Your spindle can certainly be controlled by Mach. The choice in spindle motor would be more dependant on machine size and what your work will be. DC motor with a speed control is one option, 3 phase motor with VFD is another. I don't think you will have much luck using a stepper for a spindle motor as it looses it torque at higher speeds. It's primary job is to position and then reposition.
 Treadmill motors have been the latest fad for spindle motors, plenty of information out there on them. They can be had pretty cheap and torque is not an issue. Any speed control that can accept 0-10 Volt input can be controlled via Mach.
 If you can provide us with more machine information I am sure someone will be able to suggest a path to follow based on experience and help get it running too. Most of the hobby machines have been modified to increase rpm and decrease noise using a belt drive replacing the built in gear heads.

Chris


----------



## Rbeckett

Steve (Jumps5) may be able to help you get this figgered out.  He has converted a couple of machines to CNC and uses Mach 3,  Give him a shout and explain the issue you are having and he may be able to help you fix it right quick and pretty easilly.  Hope this jelps get you going.
Bob


----------



## Dr.Fiero

If you're doing a conversion on a G0704 (BF20, etc etc) - the motor controller in that is very easy to convert to Mach control.

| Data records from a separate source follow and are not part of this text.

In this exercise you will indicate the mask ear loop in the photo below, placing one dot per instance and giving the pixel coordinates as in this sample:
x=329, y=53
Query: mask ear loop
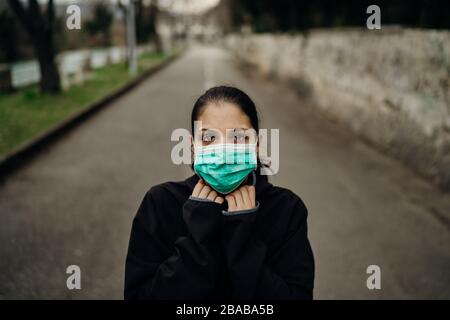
x=253, y=178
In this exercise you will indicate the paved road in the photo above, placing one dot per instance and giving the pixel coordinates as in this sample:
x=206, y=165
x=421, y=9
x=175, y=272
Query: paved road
x=73, y=204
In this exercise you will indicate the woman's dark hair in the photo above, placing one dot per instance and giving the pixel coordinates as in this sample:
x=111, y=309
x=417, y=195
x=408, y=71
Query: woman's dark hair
x=230, y=95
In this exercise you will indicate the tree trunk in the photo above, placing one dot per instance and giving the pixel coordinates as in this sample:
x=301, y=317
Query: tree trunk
x=40, y=28
x=50, y=79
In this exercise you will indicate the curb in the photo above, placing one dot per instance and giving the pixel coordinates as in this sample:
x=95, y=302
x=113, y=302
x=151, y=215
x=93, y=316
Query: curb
x=21, y=155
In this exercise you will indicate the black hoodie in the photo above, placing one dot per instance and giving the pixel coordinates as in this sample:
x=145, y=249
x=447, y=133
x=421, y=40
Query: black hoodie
x=185, y=248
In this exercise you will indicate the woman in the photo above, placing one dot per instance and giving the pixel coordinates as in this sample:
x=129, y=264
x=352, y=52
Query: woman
x=225, y=232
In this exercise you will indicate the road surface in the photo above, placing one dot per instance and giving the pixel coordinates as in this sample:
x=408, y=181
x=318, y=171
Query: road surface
x=73, y=204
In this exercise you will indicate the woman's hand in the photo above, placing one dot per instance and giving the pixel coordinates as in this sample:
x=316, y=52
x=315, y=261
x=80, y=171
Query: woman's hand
x=241, y=199
x=203, y=191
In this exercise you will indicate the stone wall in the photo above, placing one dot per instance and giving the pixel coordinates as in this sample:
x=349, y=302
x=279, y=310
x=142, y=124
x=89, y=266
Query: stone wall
x=390, y=86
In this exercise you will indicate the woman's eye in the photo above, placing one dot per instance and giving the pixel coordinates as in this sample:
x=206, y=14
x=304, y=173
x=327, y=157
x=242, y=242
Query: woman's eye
x=208, y=138
x=240, y=138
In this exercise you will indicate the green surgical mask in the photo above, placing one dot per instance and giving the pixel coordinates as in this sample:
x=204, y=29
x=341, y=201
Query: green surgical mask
x=225, y=166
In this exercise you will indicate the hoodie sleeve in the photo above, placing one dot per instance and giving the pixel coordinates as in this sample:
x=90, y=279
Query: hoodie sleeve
x=287, y=273
x=189, y=270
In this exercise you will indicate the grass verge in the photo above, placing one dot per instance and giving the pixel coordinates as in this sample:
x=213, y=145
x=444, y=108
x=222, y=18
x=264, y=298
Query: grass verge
x=28, y=113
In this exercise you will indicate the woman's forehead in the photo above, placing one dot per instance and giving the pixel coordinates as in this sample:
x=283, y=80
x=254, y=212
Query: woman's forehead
x=222, y=116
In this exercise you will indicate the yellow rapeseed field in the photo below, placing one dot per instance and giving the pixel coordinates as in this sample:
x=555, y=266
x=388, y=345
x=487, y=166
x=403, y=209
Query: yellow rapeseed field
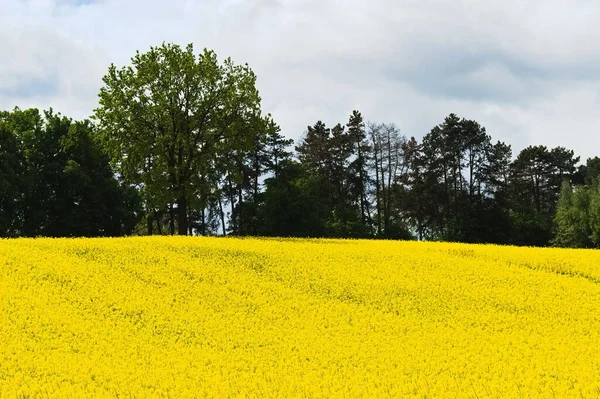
x=223, y=317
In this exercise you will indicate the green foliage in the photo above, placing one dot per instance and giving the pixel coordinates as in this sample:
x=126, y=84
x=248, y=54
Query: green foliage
x=166, y=119
x=55, y=180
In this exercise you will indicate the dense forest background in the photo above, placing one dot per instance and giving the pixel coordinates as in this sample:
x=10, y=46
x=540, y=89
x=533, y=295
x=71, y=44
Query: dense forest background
x=179, y=145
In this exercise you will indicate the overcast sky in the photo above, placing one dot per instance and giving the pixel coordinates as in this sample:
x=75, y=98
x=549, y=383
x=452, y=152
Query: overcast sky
x=527, y=70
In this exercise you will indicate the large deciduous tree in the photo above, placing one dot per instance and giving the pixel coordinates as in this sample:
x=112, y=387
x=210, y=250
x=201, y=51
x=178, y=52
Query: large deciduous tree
x=166, y=118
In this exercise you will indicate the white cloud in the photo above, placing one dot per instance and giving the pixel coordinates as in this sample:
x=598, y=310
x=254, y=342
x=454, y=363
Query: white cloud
x=528, y=71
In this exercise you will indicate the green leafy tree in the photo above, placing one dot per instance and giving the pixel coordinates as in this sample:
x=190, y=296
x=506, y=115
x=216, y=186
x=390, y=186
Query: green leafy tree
x=165, y=118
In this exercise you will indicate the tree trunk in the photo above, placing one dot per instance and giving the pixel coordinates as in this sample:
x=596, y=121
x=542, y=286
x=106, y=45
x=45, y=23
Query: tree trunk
x=222, y=214
x=149, y=220
x=158, y=225
x=171, y=220
x=182, y=216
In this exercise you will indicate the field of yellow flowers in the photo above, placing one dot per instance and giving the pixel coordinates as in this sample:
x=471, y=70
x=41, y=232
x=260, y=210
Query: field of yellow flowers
x=224, y=317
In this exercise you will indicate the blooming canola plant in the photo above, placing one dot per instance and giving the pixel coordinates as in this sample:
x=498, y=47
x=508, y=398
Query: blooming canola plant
x=232, y=317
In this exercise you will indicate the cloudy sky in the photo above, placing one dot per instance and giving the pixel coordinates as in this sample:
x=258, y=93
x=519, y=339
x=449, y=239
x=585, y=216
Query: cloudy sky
x=528, y=70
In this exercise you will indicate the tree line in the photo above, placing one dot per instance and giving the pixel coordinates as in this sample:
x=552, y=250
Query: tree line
x=179, y=145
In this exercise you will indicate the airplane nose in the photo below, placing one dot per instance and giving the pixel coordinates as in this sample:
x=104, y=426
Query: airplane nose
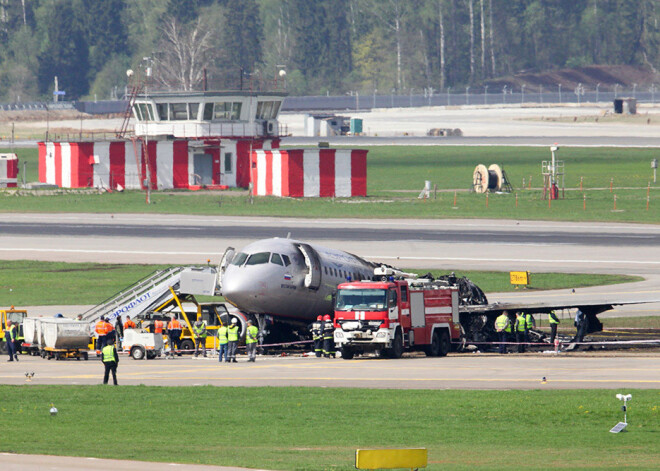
x=239, y=288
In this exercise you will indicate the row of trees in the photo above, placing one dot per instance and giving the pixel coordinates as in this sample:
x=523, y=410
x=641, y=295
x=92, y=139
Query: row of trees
x=325, y=46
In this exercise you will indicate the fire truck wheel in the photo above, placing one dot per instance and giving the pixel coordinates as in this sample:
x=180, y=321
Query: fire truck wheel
x=445, y=344
x=397, y=345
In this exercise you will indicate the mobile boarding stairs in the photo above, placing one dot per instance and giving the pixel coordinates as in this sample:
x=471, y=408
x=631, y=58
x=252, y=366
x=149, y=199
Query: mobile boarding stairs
x=150, y=292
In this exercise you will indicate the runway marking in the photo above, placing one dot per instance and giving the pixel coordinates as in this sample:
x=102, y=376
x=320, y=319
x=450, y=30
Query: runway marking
x=518, y=260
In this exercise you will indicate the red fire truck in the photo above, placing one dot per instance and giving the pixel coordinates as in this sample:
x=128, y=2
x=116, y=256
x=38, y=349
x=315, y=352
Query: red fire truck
x=394, y=315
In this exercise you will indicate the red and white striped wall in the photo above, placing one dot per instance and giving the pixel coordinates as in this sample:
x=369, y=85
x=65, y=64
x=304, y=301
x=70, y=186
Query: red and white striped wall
x=120, y=164
x=310, y=172
x=8, y=170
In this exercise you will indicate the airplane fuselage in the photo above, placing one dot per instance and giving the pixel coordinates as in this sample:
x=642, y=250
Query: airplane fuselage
x=288, y=278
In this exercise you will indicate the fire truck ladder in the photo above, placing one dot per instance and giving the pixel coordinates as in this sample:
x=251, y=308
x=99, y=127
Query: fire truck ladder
x=138, y=297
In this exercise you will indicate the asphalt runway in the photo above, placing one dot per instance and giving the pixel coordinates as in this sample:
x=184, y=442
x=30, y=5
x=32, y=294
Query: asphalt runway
x=602, y=370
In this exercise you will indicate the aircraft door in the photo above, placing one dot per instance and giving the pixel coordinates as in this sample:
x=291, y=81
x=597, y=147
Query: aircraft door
x=313, y=264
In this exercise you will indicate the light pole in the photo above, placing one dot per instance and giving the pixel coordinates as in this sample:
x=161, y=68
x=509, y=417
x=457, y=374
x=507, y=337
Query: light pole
x=559, y=85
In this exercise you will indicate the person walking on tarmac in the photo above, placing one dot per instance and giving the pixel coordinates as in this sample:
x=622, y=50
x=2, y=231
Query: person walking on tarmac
x=317, y=336
x=10, y=340
x=232, y=337
x=110, y=360
x=520, y=328
x=129, y=324
x=251, y=341
x=503, y=327
x=199, y=330
x=328, y=330
x=174, y=334
x=554, y=322
x=100, y=334
x=222, y=343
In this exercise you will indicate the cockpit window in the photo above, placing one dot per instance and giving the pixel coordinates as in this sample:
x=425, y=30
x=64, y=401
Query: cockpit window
x=239, y=259
x=258, y=258
x=276, y=259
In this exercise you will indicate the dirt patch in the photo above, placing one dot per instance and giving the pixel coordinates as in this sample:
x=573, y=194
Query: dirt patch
x=607, y=75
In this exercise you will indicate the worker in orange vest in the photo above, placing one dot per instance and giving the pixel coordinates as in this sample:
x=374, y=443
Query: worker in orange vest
x=129, y=324
x=174, y=333
x=158, y=327
x=100, y=334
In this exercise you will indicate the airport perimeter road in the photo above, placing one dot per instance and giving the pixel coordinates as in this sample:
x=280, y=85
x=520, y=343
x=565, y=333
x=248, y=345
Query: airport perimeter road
x=457, y=371
x=461, y=244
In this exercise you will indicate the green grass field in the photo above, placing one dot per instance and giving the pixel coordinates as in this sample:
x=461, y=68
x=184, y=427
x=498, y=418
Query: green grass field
x=22, y=282
x=320, y=428
x=396, y=174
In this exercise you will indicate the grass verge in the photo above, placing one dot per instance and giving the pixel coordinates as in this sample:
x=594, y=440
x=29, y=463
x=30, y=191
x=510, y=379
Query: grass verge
x=283, y=428
x=22, y=282
x=396, y=174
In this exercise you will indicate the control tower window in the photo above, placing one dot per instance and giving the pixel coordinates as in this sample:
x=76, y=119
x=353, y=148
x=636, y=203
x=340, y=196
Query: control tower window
x=267, y=109
x=193, y=109
x=162, y=111
x=178, y=111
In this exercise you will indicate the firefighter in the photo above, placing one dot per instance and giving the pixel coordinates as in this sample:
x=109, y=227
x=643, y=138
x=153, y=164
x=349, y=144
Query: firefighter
x=251, y=341
x=503, y=327
x=10, y=339
x=100, y=334
x=232, y=337
x=520, y=328
x=110, y=360
x=129, y=324
x=328, y=331
x=199, y=330
x=554, y=322
x=174, y=334
x=317, y=336
x=222, y=343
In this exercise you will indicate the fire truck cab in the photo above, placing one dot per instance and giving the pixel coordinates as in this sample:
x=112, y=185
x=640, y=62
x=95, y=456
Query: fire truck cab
x=392, y=316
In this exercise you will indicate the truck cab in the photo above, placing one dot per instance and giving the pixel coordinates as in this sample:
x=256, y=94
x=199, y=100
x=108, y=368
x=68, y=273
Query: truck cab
x=392, y=316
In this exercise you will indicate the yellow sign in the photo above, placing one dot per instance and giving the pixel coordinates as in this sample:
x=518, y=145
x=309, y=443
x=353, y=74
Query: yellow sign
x=391, y=458
x=519, y=277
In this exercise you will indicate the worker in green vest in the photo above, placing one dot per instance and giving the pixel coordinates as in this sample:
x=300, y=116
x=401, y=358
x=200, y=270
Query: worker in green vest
x=110, y=360
x=232, y=336
x=520, y=328
x=222, y=343
x=199, y=330
x=554, y=322
x=251, y=341
x=10, y=340
x=503, y=327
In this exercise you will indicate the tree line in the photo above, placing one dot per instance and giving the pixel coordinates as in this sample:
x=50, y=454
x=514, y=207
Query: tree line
x=324, y=46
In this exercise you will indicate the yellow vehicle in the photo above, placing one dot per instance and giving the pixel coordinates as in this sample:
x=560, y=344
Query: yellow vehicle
x=16, y=316
x=187, y=310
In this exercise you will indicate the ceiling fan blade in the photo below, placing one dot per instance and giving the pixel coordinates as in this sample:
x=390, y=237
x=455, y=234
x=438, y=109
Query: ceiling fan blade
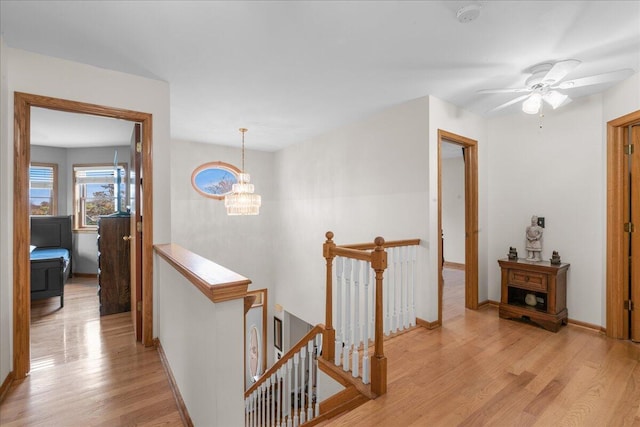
x=508, y=90
x=507, y=104
x=596, y=79
x=560, y=70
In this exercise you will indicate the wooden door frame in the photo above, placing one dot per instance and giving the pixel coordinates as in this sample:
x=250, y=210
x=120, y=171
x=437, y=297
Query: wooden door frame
x=21, y=235
x=470, y=215
x=617, y=263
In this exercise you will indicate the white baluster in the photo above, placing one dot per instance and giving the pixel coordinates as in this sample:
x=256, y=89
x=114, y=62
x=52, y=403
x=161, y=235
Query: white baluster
x=289, y=391
x=412, y=256
x=315, y=370
x=309, y=404
x=288, y=402
x=365, y=338
x=296, y=373
x=338, y=314
x=347, y=322
x=403, y=287
x=276, y=398
x=387, y=284
x=261, y=405
x=269, y=414
x=356, y=317
x=303, y=365
x=396, y=286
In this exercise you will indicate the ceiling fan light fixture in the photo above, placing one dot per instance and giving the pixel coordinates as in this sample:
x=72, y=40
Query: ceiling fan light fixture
x=468, y=13
x=532, y=104
x=554, y=99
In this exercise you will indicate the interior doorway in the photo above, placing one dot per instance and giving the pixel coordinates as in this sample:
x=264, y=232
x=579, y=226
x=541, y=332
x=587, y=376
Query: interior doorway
x=453, y=241
x=623, y=227
x=469, y=148
x=21, y=208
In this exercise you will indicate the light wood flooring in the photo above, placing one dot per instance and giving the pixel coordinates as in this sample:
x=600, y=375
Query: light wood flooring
x=476, y=370
x=479, y=370
x=87, y=370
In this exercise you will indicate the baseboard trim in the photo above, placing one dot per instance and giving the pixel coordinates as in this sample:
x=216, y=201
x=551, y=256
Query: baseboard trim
x=489, y=303
x=88, y=275
x=182, y=408
x=426, y=324
x=6, y=385
x=591, y=326
x=453, y=265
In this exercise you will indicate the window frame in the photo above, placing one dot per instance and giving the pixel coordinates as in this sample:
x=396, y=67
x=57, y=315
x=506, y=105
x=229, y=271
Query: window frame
x=54, y=193
x=78, y=224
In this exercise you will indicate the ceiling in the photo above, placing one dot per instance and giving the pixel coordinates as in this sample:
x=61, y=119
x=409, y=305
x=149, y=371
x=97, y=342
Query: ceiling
x=291, y=70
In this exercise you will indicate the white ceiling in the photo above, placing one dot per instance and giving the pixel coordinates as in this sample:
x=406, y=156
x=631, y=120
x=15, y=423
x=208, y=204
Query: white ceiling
x=60, y=129
x=290, y=70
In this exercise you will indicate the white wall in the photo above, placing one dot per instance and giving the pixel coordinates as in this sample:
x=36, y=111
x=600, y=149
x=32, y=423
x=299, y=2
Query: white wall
x=556, y=172
x=204, y=346
x=243, y=244
x=453, y=209
x=360, y=181
x=240, y=243
x=42, y=75
x=450, y=118
x=622, y=99
x=6, y=220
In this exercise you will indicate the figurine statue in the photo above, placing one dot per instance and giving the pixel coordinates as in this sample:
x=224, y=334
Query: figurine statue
x=534, y=240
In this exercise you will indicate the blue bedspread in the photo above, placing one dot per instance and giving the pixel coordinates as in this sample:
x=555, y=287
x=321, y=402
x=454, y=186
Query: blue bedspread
x=48, y=253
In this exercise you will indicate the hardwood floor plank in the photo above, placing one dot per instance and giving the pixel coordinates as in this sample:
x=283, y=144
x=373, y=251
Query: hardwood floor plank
x=478, y=369
x=88, y=370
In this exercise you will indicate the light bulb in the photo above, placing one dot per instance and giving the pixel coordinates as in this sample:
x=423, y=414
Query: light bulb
x=532, y=104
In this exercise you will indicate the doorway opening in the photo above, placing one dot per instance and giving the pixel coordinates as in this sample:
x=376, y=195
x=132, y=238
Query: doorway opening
x=453, y=262
x=21, y=209
x=469, y=148
x=623, y=227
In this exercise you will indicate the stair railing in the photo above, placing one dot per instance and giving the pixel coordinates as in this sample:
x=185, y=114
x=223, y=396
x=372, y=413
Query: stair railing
x=364, y=311
x=285, y=395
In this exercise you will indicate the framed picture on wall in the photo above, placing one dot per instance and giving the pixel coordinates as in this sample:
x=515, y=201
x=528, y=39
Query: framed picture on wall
x=214, y=179
x=277, y=333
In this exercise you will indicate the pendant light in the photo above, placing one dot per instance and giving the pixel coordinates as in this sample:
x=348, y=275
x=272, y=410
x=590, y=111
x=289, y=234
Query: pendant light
x=242, y=200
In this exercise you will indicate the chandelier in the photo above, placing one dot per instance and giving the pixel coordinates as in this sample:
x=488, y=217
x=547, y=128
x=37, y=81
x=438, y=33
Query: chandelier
x=242, y=200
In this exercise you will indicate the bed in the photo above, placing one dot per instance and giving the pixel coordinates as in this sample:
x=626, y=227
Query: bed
x=51, y=256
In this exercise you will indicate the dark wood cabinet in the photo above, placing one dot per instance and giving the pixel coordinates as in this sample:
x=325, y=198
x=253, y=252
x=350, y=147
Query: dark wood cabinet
x=535, y=291
x=114, y=264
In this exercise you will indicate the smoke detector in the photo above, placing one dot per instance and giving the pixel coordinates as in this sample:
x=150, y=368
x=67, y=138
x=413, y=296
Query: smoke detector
x=468, y=13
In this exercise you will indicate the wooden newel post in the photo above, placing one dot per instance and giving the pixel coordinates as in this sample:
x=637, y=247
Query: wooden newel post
x=329, y=336
x=379, y=361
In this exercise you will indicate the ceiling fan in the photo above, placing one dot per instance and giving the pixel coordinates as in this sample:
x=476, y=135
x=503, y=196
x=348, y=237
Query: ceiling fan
x=545, y=84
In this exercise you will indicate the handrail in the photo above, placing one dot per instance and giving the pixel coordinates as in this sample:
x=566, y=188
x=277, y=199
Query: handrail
x=319, y=328
x=378, y=260
x=218, y=283
x=390, y=244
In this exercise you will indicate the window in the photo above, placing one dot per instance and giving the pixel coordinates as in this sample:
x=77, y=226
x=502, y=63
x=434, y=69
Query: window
x=43, y=185
x=95, y=190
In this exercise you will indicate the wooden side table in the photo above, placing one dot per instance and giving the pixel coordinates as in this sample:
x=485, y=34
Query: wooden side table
x=534, y=290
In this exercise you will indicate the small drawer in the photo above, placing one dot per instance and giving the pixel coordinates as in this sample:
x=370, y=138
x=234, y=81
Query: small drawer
x=528, y=280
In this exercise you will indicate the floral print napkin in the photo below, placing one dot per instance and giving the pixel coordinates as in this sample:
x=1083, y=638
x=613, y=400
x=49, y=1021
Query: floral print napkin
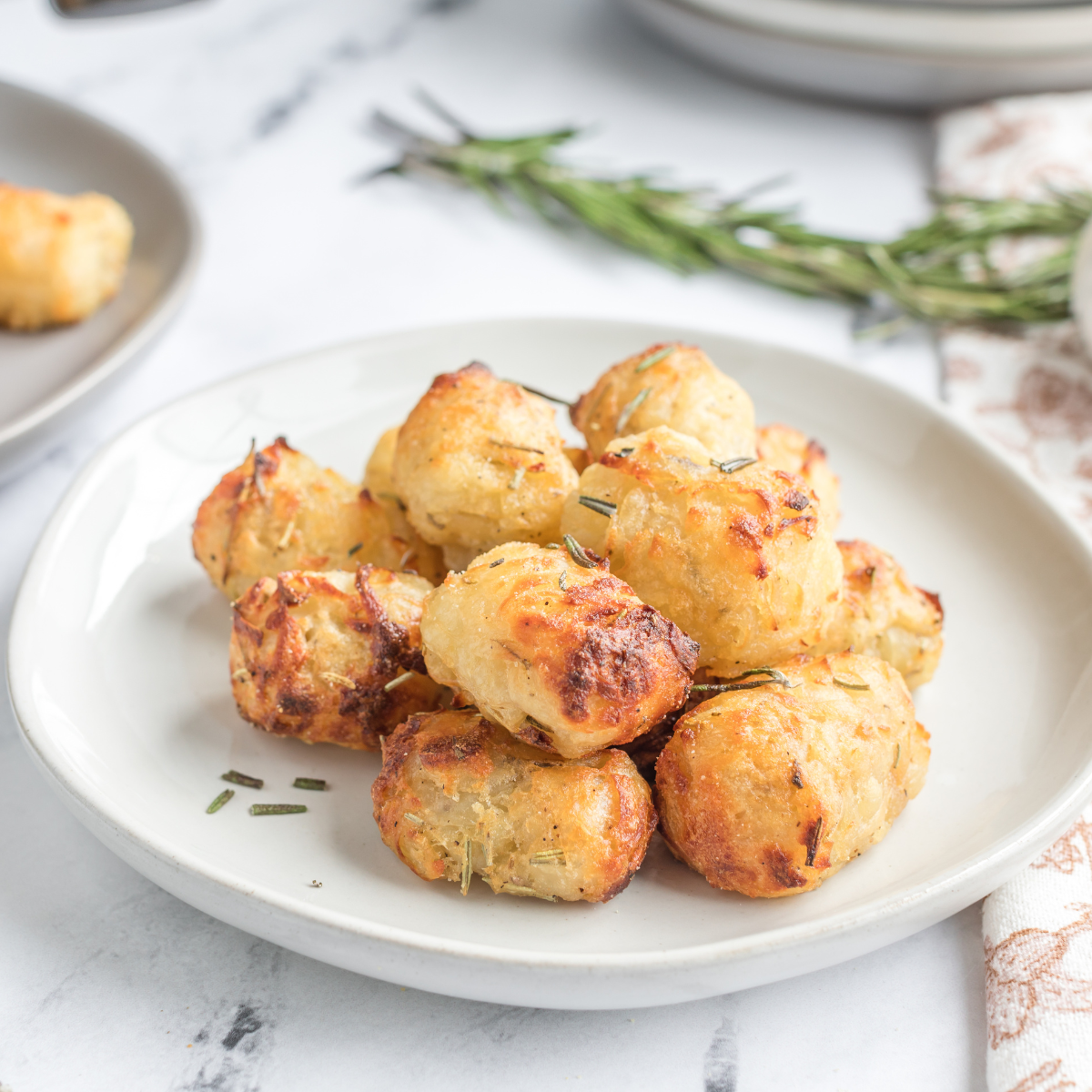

You can get a board from (really hope I'm not violating rules by dropping company names!) CNC4PC. 
I've got the C6 board,and it ties right onto the existing speed control. It interfaces with Mach, and you have direct control.

They have other similar solutions for different applications too.


----------



## fretsman

Dr.Fiero said:


> If you're doing a conversion on a G0704 (BF20, etc etc) - the motor controller in that is very easy to convert to Mach control.
> 
> You can get a board from (really hope I'm not violating rules by dropping company names!) CNC4PC.
> I've got the C6 board,and it ties right onto the existing speed control. It interfaces with Mach, and you have direct control.
> 
> They have other similar solutions for different applications too.



Hi, any chance you could be a little more specific with the connection of the C6 board to the existing controller? I have a G0704 that I will be eventually CNC'ing and would love to know the details on this.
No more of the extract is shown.